Lesson Plan

Lesson Plan
Grade: Date: 17/01/2026
Subject: Chemistry
Lesson Topic: Define oxidation as gain of oxygen and reduction as loss of oxygen
Learning Objective/s:
  • Describe oxidation as the gain of oxygen and reduction as the loss of oxygen in chemical reactions.
  • Identify the oxidised and reduced substances in a balanced equation using the oxygen definition.
  • Apply a step‑by‑step procedure to determine oxidation and reduction in common IGCSE reactions.
  • Write and balance redox equations and label the oxidising and reducing agents.
  • Construct simple half‑reaction representations based on oxygen gain/loss.
Materials Needed:
  • Projector and screen
  • Whiteboard and markers
  • Printed worksheet with practice reactions
  • Reaction cards (MgO, CO₂, Na₂O, etc.)
  • Periodic table posters
  • Student notebooks and calculators
Introduction:

Begin with a quick visual of a rusting nail to spark curiosity about why oxygen matters.
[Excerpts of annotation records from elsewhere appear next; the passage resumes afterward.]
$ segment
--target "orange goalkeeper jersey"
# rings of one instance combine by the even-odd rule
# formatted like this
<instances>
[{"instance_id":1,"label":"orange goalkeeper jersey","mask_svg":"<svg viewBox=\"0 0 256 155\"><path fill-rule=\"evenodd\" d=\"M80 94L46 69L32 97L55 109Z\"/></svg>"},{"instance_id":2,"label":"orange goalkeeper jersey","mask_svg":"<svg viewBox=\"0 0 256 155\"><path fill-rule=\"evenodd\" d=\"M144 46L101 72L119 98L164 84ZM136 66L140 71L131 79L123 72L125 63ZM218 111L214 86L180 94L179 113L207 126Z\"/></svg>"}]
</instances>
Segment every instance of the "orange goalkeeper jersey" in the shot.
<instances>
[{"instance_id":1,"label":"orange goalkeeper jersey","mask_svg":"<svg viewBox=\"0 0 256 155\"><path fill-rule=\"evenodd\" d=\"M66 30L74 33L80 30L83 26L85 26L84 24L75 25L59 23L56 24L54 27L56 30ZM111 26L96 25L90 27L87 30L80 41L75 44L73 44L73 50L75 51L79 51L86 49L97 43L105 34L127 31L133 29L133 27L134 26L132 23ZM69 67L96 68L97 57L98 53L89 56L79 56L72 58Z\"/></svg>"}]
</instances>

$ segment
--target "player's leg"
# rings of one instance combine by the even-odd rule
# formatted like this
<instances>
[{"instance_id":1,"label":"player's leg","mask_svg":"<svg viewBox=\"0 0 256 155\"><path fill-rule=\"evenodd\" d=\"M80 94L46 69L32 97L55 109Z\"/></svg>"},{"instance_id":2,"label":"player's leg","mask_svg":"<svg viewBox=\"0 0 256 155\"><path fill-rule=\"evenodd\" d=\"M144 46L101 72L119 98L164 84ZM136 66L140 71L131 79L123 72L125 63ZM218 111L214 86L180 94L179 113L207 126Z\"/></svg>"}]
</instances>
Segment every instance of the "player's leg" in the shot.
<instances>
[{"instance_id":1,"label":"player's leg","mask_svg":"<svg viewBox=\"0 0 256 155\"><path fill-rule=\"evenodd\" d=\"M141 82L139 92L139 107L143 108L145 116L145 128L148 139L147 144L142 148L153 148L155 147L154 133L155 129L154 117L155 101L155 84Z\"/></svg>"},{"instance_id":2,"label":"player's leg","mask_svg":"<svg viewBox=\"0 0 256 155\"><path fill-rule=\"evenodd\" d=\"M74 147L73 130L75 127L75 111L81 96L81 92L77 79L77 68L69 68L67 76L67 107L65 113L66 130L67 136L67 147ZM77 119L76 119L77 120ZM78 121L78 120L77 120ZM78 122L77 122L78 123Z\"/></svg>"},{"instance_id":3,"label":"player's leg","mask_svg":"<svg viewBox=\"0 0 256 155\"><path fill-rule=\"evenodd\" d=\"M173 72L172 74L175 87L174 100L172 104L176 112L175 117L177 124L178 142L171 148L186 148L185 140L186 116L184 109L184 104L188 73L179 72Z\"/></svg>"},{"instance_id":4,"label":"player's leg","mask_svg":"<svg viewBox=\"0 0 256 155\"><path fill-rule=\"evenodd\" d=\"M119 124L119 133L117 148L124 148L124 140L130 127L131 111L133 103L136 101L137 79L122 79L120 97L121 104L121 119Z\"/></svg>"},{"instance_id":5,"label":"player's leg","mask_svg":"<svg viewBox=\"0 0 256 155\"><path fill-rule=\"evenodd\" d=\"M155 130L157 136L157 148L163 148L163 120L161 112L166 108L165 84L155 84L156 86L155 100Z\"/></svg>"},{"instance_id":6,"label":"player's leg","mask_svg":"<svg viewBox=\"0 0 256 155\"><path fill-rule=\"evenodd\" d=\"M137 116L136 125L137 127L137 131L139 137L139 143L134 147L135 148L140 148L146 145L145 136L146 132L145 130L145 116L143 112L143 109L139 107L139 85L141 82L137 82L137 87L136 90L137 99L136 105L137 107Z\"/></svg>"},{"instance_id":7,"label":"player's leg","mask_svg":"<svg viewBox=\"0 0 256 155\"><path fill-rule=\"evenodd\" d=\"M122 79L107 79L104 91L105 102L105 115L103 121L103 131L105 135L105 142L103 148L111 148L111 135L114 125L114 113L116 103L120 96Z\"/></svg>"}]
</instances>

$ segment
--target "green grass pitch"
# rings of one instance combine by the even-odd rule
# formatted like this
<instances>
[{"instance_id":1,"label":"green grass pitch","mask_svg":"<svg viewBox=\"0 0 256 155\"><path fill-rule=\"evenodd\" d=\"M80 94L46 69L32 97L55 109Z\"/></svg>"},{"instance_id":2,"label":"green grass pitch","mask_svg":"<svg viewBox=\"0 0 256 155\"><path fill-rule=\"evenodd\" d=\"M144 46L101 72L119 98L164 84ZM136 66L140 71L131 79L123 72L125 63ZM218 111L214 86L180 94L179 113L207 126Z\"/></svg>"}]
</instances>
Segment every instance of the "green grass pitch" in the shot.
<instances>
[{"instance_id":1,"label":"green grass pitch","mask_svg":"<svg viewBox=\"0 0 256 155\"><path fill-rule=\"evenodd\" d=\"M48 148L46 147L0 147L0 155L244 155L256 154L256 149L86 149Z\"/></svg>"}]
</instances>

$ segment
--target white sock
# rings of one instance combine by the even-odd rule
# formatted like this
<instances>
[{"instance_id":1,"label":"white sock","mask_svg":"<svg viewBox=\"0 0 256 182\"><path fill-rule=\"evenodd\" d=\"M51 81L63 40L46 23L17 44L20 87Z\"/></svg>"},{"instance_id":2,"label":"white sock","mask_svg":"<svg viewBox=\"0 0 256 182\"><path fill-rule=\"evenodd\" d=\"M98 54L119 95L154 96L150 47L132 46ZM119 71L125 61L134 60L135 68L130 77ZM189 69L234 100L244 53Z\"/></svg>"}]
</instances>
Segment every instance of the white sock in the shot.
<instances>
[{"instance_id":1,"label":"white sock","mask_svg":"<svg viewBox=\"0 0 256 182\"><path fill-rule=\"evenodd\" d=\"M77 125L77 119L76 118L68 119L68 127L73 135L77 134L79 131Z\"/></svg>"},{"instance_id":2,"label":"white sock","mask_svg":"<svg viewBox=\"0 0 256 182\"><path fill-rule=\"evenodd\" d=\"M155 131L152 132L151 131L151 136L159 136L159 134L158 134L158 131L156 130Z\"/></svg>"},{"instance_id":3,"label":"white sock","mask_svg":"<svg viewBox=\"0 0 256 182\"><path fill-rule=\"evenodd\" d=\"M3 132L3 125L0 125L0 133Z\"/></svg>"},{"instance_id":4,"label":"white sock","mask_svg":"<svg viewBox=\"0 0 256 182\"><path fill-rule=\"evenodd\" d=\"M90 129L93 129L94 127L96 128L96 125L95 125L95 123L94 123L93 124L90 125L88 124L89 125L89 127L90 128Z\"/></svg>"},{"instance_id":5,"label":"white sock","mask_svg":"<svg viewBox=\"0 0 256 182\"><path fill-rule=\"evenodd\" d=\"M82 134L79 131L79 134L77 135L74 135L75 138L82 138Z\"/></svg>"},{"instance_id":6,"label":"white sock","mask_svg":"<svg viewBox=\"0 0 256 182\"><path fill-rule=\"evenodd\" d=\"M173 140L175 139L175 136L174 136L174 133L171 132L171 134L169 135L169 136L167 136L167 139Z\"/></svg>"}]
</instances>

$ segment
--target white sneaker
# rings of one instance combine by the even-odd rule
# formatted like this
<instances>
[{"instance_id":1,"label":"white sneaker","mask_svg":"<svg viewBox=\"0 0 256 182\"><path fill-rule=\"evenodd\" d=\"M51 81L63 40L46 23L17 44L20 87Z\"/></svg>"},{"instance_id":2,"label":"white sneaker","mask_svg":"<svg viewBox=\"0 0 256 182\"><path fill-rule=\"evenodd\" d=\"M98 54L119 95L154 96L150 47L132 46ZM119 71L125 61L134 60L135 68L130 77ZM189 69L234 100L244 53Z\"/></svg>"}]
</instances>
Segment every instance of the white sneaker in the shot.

Review students’ prior knowledge of basic chemical equations and ask them to predict what changes when oxygen is added. Explain that by the end of the lesson they will be able to label oxidation and reduction using the oxygen‑centric definitions.

Lesson Structure:
  1. Do‑now (5') – short quiz on previous oxidation/reduction ideas; teacher checks responses.
  2. Mini‑lecture (10') – define oxidation (gain of O) and reduction (loss of O) with textbook examples.
  3. Guided practice (15') – work through the identification steps on the board using Mg + O₂ → MgO and C + O₂ → CO₂.
  4. Pair activity (15') – students complete worksheet, labeling oxidised/reduced species in three syllabus reactions.
  5. Whole‑class discussion (10') – review answers, clarify misconceptions, introduce simple half‑reaction notation.
  6. Exit ticket (5') – each student writes one reaction and states which reactant is oxidised and which is reduced.
Conclusion:

Summarise the key rule: oxidation = gain of oxygen, reduction = loss of oxygen, and remind students how this helps them quickly identify redox pairs. Collect exit tickets as a retrieval check and assign homework to complete additional practice questions from the textbook.